В Немецком доме — так в Чудове называли больницу, построенную немецкими военнопленными, — не было детского отделения, и Митеньке приходилось лежать в палате со взрослыми мужчинами. В перерывах между процедурами и приемом пищи они играли в карты, читали, разгадывали кроссворды, спали, от скуки брались за починку дверных замков, электропроводки или водопроводных кранов, а вечерами смотрели телевизор, пили водку, травили анекдоты и вяло волочились за медсестрами. Хуже всего было, когда они начинали приставать к Митеньке с вопросами о его горбе.

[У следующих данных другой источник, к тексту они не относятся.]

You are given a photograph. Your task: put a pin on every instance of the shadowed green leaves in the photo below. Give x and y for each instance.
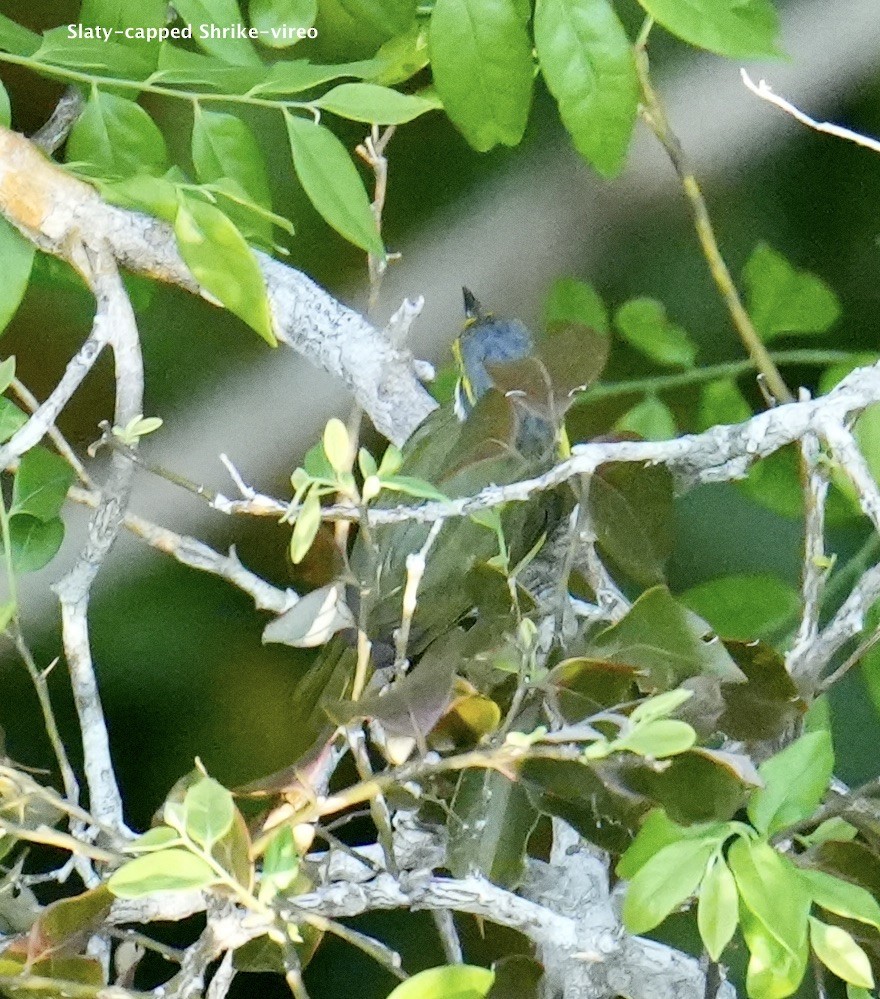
(489, 825)
(116, 138)
(451, 981)
(17, 254)
(587, 61)
(783, 301)
(39, 489)
(332, 183)
(222, 262)
(371, 103)
(666, 642)
(633, 514)
(481, 58)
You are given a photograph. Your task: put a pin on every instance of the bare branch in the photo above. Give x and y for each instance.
(763, 90)
(64, 216)
(115, 319)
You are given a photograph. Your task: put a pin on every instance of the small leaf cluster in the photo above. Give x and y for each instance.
(742, 878)
(32, 530)
(326, 471)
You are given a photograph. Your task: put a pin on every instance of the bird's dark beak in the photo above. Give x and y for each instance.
(471, 306)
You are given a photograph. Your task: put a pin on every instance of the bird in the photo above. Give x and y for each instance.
(495, 433)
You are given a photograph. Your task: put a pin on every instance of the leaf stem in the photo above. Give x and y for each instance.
(711, 372)
(655, 117)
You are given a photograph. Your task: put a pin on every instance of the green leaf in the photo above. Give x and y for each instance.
(285, 78)
(158, 838)
(588, 63)
(659, 831)
(644, 324)
(223, 263)
(736, 28)
(663, 639)
(452, 981)
(722, 403)
(180, 66)
(272, 17)
(717, 908)
(313, 620)
(651, 418)
(332, 183)
(218, 14)
(666, 881)
(837, 950)
(93, 56)
(574, 301)
(489, 825)
(660, 706)
(208, 812)
(224, 146)
(336, 445)
(842, 897)
(370, 103)
(633, 511)
(280, 864)
(773, 972)
(771, 888)
(795, 781)
(166, 870)
(17, 256)
(5, 107)
(783, 300)
(16, 39)
(35, 542)
(411, 486)
(481, 58)
(659, 739)
(116, 137)
(144, 193)
(388, 17)
(768, 704)
(744, 606)
(308, 521)
(40, 485)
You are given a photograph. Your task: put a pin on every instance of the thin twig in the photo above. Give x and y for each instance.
(815, 571)
(655, 116)
(763, 90)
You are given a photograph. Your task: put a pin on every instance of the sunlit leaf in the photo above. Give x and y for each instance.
(40, 485)
(332, 183)
(452, 981)
(717, 908)
(223, 263)
(370, 103)
(116, 137)
(278, 20)
(166, 870)
(736, 28)
(481, 58)
(837, 950)
(208, 811)
(795, 780)
(570, 300)
(667, 880)
(587, 61)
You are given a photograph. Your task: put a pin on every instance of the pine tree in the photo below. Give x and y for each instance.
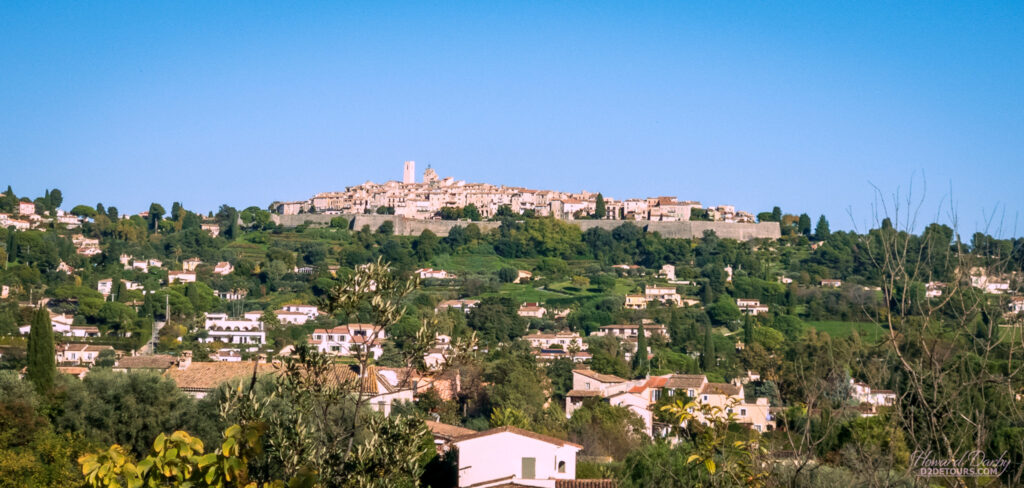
(42, 363)
(640, 361)
(708, 358)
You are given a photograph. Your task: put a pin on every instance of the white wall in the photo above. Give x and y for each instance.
(500, 455)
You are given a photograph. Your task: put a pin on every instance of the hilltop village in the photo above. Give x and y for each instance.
(526, 352)
(436, 197)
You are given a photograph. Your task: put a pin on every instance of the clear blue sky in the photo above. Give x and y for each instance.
(752, 103)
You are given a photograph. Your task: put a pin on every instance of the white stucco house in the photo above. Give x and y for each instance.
(509, 454)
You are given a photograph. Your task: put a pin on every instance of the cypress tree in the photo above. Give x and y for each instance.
(708, 358)
(42, 363)
(748, 330)
(640, 366)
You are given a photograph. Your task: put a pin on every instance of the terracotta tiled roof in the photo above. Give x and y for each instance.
(520, 432)
(446, 431)
(156, 361)
(684, 381)
(73, 370)
(201, 375)
(586, 484)
(720, 389)
(599, 376)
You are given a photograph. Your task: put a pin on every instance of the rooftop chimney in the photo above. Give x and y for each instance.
(184, 359)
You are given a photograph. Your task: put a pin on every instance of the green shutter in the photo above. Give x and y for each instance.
(528, 468)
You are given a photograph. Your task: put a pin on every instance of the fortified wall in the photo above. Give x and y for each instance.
(690, 229)
(402, 225)
(406, 226)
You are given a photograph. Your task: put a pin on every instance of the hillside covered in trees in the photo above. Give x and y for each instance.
(931, 316)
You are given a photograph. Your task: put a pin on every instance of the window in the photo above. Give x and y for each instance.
(528, 468)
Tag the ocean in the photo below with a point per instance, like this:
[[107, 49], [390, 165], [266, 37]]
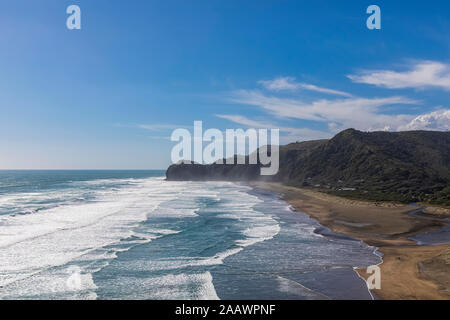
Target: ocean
[[133, 235]]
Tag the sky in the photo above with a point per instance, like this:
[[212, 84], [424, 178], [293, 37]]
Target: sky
[[109, 95]]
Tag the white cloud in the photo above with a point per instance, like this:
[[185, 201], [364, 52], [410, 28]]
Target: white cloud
[[160, 127], [425, 74], [289, 134], [437, 120], [360, 113], [289, 83], [245, 121]]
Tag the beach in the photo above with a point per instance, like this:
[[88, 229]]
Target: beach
[[408, 270]]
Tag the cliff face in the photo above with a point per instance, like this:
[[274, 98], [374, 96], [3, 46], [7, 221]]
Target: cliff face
[[401, 166]]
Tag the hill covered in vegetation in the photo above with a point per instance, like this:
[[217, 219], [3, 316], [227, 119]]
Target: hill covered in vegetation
[[411, 166]]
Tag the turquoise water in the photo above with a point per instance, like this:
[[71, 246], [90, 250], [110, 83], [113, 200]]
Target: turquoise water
[[133, 235]]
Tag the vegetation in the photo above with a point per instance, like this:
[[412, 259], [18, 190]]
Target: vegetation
[[411, 166]]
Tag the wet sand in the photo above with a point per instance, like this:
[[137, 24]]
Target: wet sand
[[408, 271]]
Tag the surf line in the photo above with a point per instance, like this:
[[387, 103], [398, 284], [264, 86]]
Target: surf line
[[186, 310]]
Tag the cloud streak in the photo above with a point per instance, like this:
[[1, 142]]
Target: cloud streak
[[289, 84], [425, 74], [360, 113]]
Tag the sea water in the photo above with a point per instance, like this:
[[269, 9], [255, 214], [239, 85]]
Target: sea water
[[134, 235]]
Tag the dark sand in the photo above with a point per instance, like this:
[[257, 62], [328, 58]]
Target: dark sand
[[408, 271]]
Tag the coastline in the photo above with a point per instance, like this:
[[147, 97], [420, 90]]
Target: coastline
[[408, 270]]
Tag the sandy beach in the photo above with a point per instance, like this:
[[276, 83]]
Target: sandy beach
[[409, 270]]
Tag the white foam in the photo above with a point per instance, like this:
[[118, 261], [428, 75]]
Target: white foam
[[32, 246]]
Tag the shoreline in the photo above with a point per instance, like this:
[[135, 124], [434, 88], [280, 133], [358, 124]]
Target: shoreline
[[408, 270]]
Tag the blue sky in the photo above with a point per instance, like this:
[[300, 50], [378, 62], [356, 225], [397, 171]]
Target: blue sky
[[108, 96]]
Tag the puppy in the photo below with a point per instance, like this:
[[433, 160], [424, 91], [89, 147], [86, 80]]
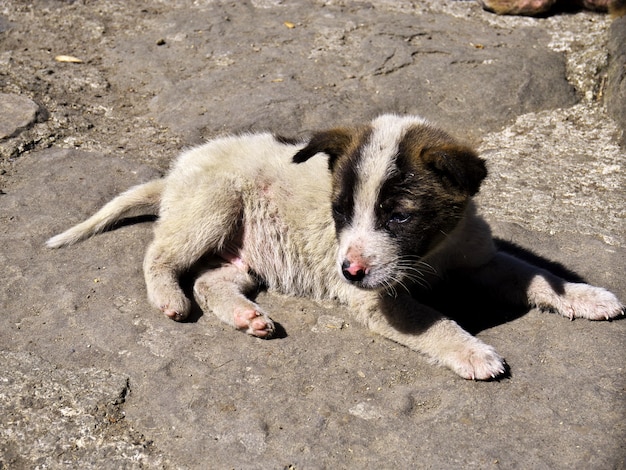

И только старик Архаров целыми днями лежал на своей койке поверх одеяла и смотрел в потолок. Он попал в больницу после того, как жена ударила его ножом в горло. Они прожили вместе почти пятьдесят лет, вырастили троих детей, никогда всерьез не ссорились и не изменяли друг другу, и вот однажды старуха Архарова проснулась среди ночи, взяла нож и ни с того ни с сего ударила мужа в горло. Потом она вызвала «скорую», а когда мужа увезли, наглоталась таблеток и умерла. Жизнь разлетелась вдребезги. Это слово — «вдребезги» — он повторял так часто, что его даже прозвали — Дребезги. Старик не мог понять, почему жена так поступила, за что она хотела его убить. Только об этом он и думал — о тайне, которая жила в сердце его жены, в самом темном его уголке, чтобы однажды ни с того ни с сего вырваться наружу и погубить все самое дорогое.
Как-то он повернулся к Митеньке, лежавшему на соседней койке, и вдруг проговорил шепотом:
— Наверное, иногда надо поджечь весь мир, чтобы осветить хотя бы одно сердце.
Митенька испугался. Он боялся, что старик ночью подпалит больницу.
Но Архаров той ночью выбросился из окна.
— Вдребезги, — сказал кто-то. — Четвертый этаж. На кусочки разлетелся.
Когда тело унесли, Митенька спустился во двор и подобрал с земли камешек — чертов палец, все, что осталось от старика Архарова, разлетевшегося вдребезги. Этот чертов палец стал амулетом — с ним Митенька никогда не расставался.